Tuesday 26 March 2013

I Cry So Much My Face Has Sagged - Will It Ping Back?

I have been reasonably calm, all things considered, over the last week. But facing up to the reality of our imminent loss is just too much to bear.

Sometimes I think Nutty will go on for quite a while, maybe even a year, but perhaps we are being optimistic given the fast growth of his tumour. I don’t know how long we have left with him. Weeks? Months? Nobody knows.
When the grief wells up there seems to be so many tears. The tears come instantly and once they start, I wonder if they will ever stop.
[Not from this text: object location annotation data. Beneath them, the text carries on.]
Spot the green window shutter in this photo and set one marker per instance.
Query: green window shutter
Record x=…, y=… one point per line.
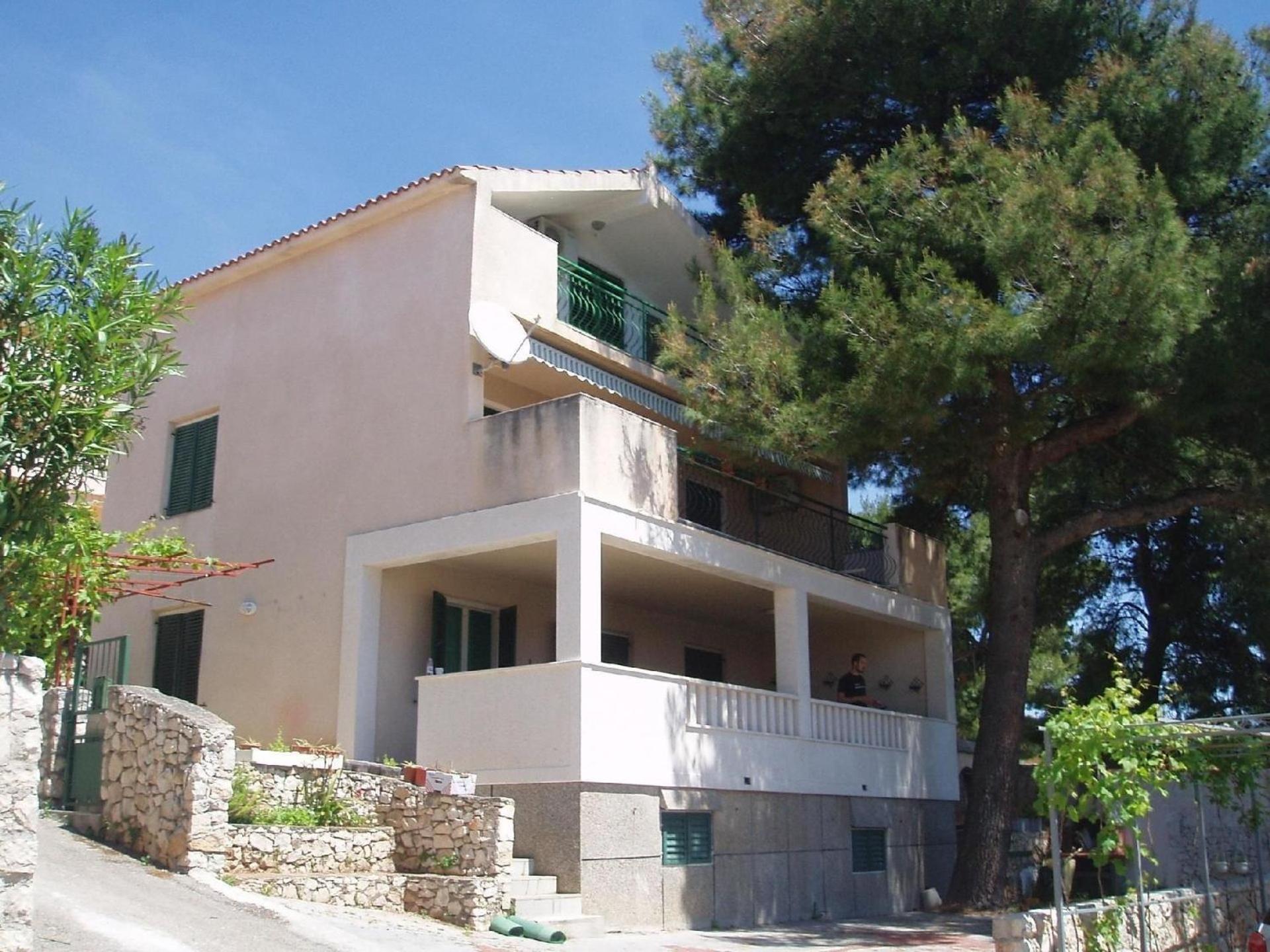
x=190, y=656
x=167, y=647
x=507, y=637
x=183, y=446
x=480, y=640
x=193, y=466
x=686, y=840
x=205, y=463
x=868, y=851
x=439, y=630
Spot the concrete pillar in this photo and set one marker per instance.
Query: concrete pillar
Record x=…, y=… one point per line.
x=940, y=692
x=360, y=662
x=794, y=653
x=578, y=590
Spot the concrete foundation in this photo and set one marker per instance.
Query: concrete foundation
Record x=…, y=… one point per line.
x=778, y=857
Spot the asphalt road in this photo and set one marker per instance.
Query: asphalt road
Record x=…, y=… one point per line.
x=93, y=899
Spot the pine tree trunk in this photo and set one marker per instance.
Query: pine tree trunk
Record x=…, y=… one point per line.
x=1013, y=576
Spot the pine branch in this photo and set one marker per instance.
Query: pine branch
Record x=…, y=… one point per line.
x=1062, y=444
x=1086, y=524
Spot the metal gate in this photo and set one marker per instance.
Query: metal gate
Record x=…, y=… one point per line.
x=98, y=666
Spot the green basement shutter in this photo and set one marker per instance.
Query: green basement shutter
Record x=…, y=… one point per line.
x=507, y=637
x=193, y=466
x=868, y=851
x=686, y=838
x=178, y=654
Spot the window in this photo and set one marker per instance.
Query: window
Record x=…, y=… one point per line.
x=615, y=649
x=686, y=838
x=178, y=649
x=193, y=462
x=468, y=637
x=702, y=506
x=868, y=851
x=702, y=663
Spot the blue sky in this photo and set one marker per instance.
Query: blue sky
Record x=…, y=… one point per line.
x=210, y=128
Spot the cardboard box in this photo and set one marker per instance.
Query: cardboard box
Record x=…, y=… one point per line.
x=456, y=785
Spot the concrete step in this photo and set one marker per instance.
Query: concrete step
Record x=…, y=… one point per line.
x=577, y=927
x=550, y=906
x=531, y=885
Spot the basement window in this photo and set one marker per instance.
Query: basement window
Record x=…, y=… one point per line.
x=868, y=850
x=686, y=838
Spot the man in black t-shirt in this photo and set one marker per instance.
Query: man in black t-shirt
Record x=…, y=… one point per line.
x=851, y=686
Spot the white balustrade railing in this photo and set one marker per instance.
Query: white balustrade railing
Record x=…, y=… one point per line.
x=733, y=707
x=867, y=727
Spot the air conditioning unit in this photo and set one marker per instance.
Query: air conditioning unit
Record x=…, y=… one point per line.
x=558, y=233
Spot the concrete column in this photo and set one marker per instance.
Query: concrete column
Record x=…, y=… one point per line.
x=578, y=590
x=794, y=653
x=360, y=662
x=940, y=692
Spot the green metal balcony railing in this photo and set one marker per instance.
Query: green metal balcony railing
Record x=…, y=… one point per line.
x=606, y=310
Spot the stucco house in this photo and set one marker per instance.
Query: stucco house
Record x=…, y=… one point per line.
x=640, y=634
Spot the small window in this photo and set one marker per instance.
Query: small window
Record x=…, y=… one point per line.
x=701, y=663
x=702, y=506
x=178, y=651
x=868, y=851
x=686, y=840
x=193, y=465
x=468, y=637
x=615, y=649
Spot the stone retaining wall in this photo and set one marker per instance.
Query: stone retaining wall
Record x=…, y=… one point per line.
x=364, y=891
x=1175, y=922
x=317, y=850
x=435, y=833
x=52, y=754
x=168, y=768
x=462, y=900
x=21, y=686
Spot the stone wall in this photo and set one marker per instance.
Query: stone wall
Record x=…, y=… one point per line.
x=462, y=900
x=379, y=891
x=19, y=808
x=317, y=850
x=52, y=754
x=1175, y=922
x=435, y=833
x=167, y=772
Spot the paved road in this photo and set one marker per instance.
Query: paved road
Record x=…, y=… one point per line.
x=93, y=899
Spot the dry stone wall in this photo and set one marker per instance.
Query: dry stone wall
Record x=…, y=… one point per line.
x=462, y=900
x=1175, y=920
x=316, y=850
x=21, y=686
x=52, y=753
x=379, y=891
x=167, y=772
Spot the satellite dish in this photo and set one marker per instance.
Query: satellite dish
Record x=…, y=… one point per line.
x=498, y=332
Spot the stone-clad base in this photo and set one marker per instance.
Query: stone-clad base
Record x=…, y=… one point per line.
x=777, y=857
x=461, y=900
x=309, y=850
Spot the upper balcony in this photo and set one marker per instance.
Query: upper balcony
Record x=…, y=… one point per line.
x=585, y=444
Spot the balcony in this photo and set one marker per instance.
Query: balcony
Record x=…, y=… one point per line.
x=600, y=306
x=784, y=521
x=606, y=724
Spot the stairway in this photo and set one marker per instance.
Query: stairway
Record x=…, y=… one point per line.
x=536, y=899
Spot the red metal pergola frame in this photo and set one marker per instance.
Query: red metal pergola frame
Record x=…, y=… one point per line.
x=151, y=576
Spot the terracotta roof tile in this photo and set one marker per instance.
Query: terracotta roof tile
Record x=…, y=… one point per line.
x=376, y=200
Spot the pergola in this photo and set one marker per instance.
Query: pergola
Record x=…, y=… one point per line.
x=1235, y=736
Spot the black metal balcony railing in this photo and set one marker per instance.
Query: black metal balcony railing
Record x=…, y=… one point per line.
x=785, y=522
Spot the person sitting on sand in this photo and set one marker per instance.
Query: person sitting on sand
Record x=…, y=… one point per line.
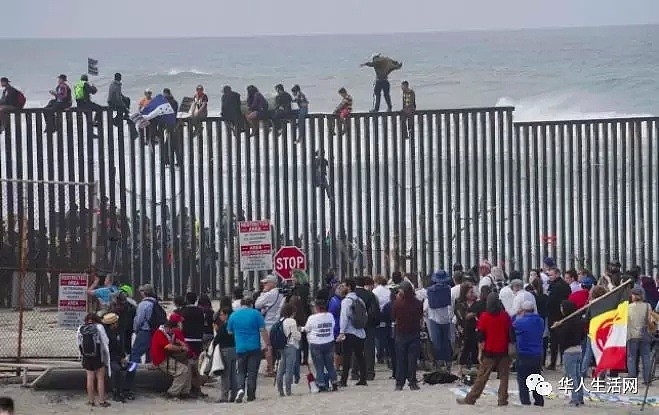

I wonder if my face has changed, morphed into a different, sadder shape in response to it all.
 I am tapping into a bottomless supply of universal heartache. `Well’ seems an appropriate word, but it would have to be a pretty deep well, as the well of grief is limitless, deeper than the ocean and wider than the sky. At those times I am plugging into a collective misery of all mankind’s sadness, past, present and future.
I know I mustn’t be maudlin, but if losing my dog is breaking my heart how do people cope with losing children or even their whole families? Every day I read tragic stories and it is a triumph of the human spirit that the bereaved manage to put one foot in front of the other and carry on. I don’t know why people aren’t jumping off tall buildings every second of every day really.